The other day, an elderly man came up to me close to tears. He said he needed prayers for something but he didn’t tell me what it was. I asked if we could pray together for that intention and he said, “You pray and I’ll listen.” so I prayed with him right there as people were coming into the store and watching us. To see the relief on people’s faces or hear peace in their voices after you pray with them is beautiful. That man returned again weeks later, looked at me and grasped my hands in desperate need of prayers again for his situation, and said, “Can we pray a Hail Mary?” He asked me this time to pray together. God works miracles. Prayer is powerful, even when we don’t see the results in this life.

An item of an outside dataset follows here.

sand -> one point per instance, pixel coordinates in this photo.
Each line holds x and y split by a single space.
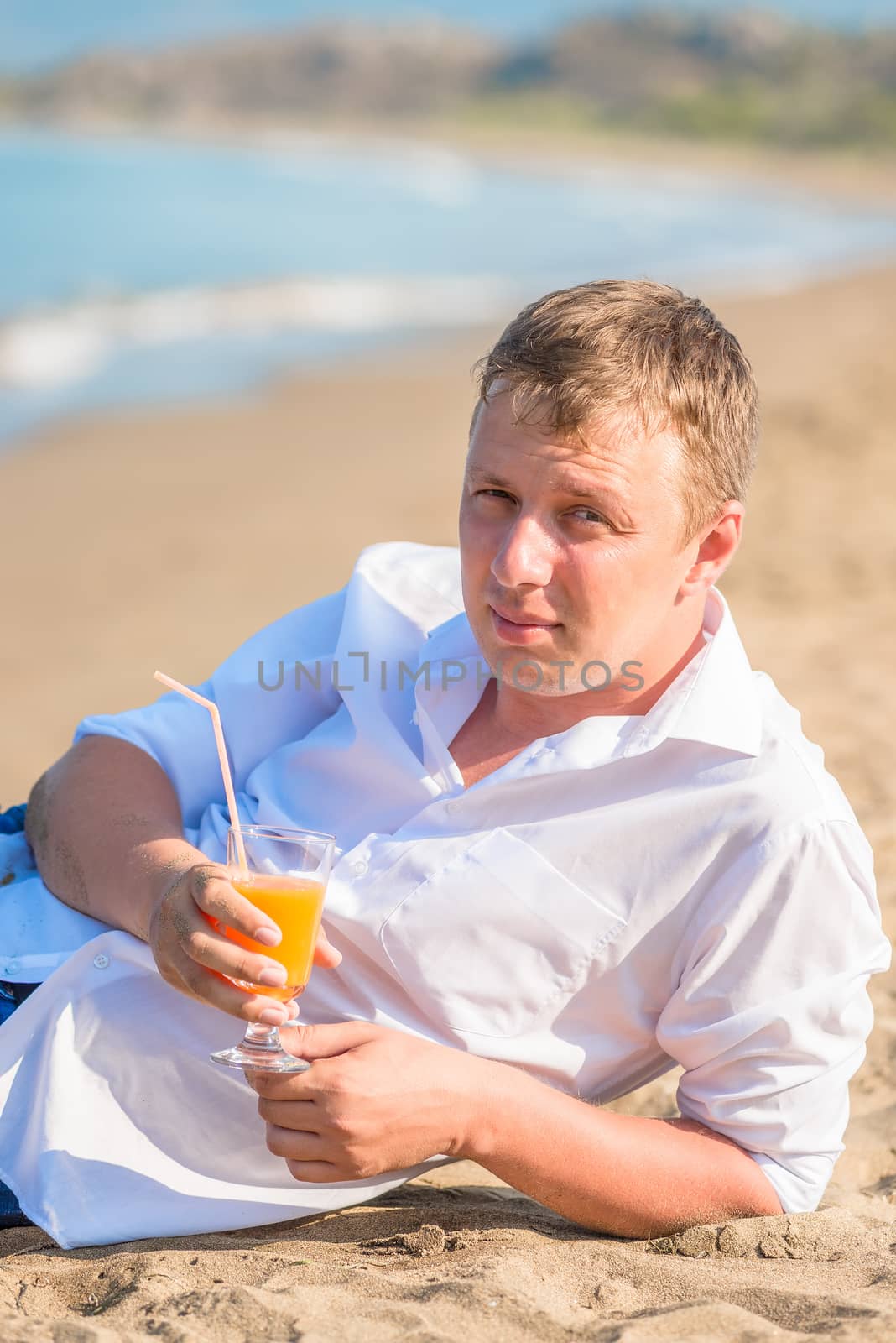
163 539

It gives us hope for life with Him for eternity.
Proud to be an Extern Sister
I already have countless stories of the people I have encountered in our extern bookstore. Call them crazy coincidences if you want, but no, they are divine encounters that only God could have orchestrated. God hand-selected each person for our lives to cross at that moment. When someone randomly shares the miracles in their life associated with St. Therese and I proceed to share my family’s conversion thanks to the same saint, it’s only by God’s grace we met during the 30 minutes I was assigned to the bookstore that day.

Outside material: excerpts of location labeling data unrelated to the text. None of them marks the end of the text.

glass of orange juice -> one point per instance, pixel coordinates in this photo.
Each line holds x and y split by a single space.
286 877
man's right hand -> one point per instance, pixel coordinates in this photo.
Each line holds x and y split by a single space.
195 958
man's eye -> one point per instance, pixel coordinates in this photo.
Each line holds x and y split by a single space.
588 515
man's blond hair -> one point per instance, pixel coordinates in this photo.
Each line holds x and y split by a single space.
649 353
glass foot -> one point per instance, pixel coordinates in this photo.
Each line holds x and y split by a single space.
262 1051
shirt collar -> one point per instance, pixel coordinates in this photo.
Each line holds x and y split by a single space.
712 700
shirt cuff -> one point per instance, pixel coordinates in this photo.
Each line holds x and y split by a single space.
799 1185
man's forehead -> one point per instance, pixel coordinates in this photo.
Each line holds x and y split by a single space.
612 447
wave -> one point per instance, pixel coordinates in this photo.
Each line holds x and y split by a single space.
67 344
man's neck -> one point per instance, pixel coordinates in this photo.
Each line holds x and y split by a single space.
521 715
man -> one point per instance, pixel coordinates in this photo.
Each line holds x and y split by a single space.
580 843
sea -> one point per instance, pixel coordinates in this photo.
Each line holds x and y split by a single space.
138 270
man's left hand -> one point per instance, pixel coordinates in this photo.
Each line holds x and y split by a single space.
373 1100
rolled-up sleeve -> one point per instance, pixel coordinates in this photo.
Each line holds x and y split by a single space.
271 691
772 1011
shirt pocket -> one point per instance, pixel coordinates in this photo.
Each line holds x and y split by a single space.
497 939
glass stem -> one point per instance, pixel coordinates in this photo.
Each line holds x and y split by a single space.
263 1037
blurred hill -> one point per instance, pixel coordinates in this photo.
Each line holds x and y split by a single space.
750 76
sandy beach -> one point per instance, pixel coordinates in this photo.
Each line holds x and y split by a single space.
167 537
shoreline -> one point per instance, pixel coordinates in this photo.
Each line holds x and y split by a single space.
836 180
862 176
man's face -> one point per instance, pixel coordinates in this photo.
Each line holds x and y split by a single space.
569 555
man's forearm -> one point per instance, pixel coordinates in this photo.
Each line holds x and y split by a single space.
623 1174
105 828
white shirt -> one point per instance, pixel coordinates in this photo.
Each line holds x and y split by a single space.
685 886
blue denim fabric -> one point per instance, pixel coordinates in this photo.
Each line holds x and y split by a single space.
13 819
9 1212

When the phone happens to “randomly” and inexplicably be switched to the backup phone that I am answering and I get to pray with someone who desperately needed the counsel and prayers at that moment. That is God’s grace. The angels are here every moment guiding us and I am grateful.
He has called me to contemplate Him in the silence but then share the fruit of this contemplation. This is a summary statement of our Dominican spirituality. As an extern I am priviledged to share this fruit with my sisters in the cloister but also in an evangelizing way in the bookstore. Working with people, recommending books, praying with them, hearing their life stories, and attending weddings and funerals is part of my beautiful vocation. I get to witness God’s love to the people as the face for the cloistered sisters, who have given all of this up to be in the cloister praying for the needs of the whole world.